A Bayesian exploration-exploitation approach for optimal online sensing and planning with a visually guided mobile robot

Ruben Martinez-Cantin, Nando de Freitas, Eric Brochu, José Castellanos, Arnaud Doucet

Autonomous Robots, August 2009

Summary

                  The paper is about path planning for optimal sensing with a mobile robot, a typical case in which the robot needs to learn about its pose and the environment in time constrained, being then the problem notoriously hard because robots are exhibit to complex dynamics and face unknown uncertainties.

The authors propose a Partially Observed Markov Decision Process (POMDP) with a utility function that depends on the belief state to model the finite horizon planning problem.

Constraints of the problem are time, energy budgets and kinematic and dynamic capabilities.

The problem is represented by the POMDP policy with parameterized path, the robot and either be controlled by a PID (Proportional Integral Derivative) Controller or other classical regular, a simulation approach appears to be the most cost efficient, but, since the dynamic model is differentiable, a Bayesian optimization method to approximate the expected function is used, using a Gaussian process.

·       Model

The goald of the model is to minimize uncertainties about its pose and the location of environmental landmark, therefore the path is parameterized in term of a finite set of ordered way-points θ, so that the robot replans every few steps using adaptive feedback control. Therefore we take the average mean square error for evaluating the cost function, taken with respect to full path distribution function (page 95, please not the end function results as a function and is obtained from the hidden state x_t and the sequence of observation along planned trajectory y_t).

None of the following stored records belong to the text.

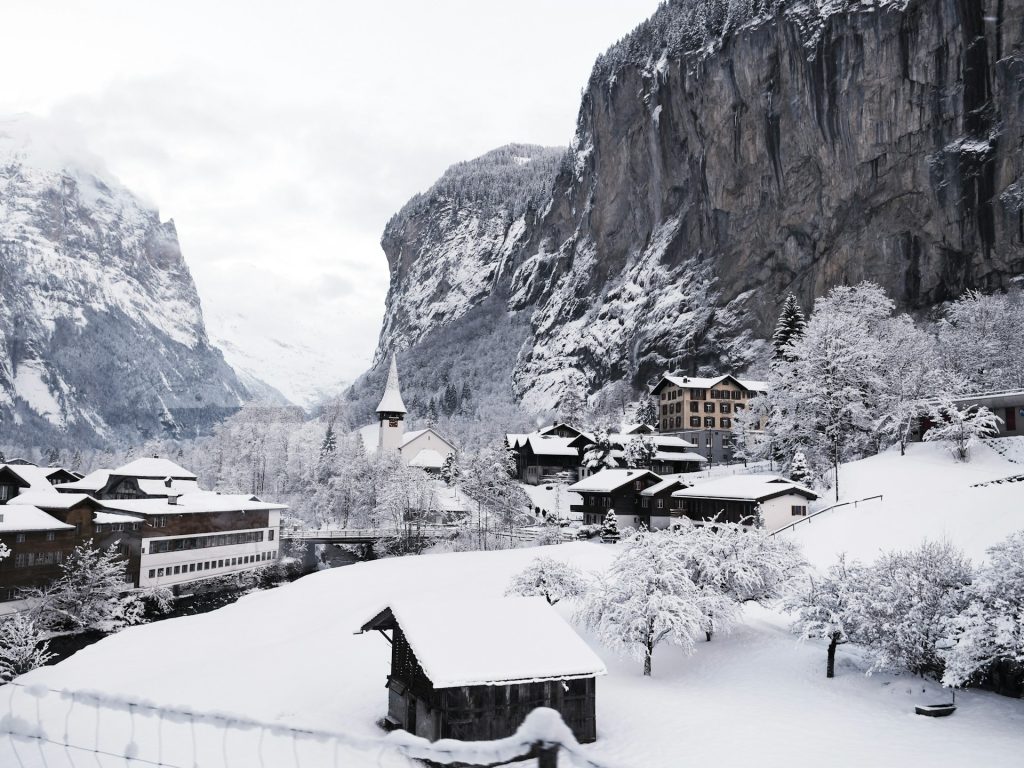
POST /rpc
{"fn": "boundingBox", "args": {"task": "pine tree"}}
[600,509,620,542]
[789,451,810,484]
[460,382,472,408]
[772,293,807,362]
[426,398,439,425]
[442,383,460,416]
[584,429,618,470]
[623,436,656,468]
[633,398,658,427]
[319,423,337,459]
[440,453,460,486]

Being the the model not a linear Gaussian, Linear Quadratic Gaussian methods cannot be used, therefore the authors propose a direct policy for solving the POMDP problem, by obtaining the cost function from an approximation coming from simulations (a Monte Carlo Average on M simulations). The problem with simulation is that we need to minimize the number of runs in order for cost reasons, therefore and open-loop feedback control (OLFC) is suggested, meaning that the robot will keep planning T steps ahead of its current position and a Bayesian optimization is carried out.

The Bayesian approach follows these steps: 1) At iteration N update the expressions for mean and variance of the posterior distribution (P(C^π()|D1:N)  using the D_1:N  (data measured), 2) Choose the new policy θ, as θ=argmax_θEI(θ), where EI(θ) is the expected function of the improvement over a defined standard I(θ)={0,C^π_min – C^π(θ)}, 3) then augment D_1:N+1={D_1:N,(θ_N+1, C^π_N+1)}, 4) N=N+1.

Key Concepts

Bayesian Optimization approach for minimizing the number of expensive cost function evaluations, exploration and exploitation navigation planning.

Key Results

Simulations have been done on OLC1 (Open Loop ahead with planning horizon of 1), OLC3 (Open Loop that plans up to 3 points ahead) and OLFC3 (Open Look Feedback controller which plans up to 3 way-points, but the robot executes only 1 step before replanning). Of course OLC algorithms appear to be less costly, but they easily get trapped in local minima, therefore OLFC, which is more robust, appears to be preferable. The comparison has been done using two different methods: Largest Marginal Heuristics (the robot follows the shortest path in the highest uncertainty area) and the Maximum Posteriori Square Error (which uses one sample of the cost function at each policy update, resulting in being cost efficient and with lowest error). The algorithms is good for these applications: navigation and recruiting new landmarks and allowing more sophisticate policies.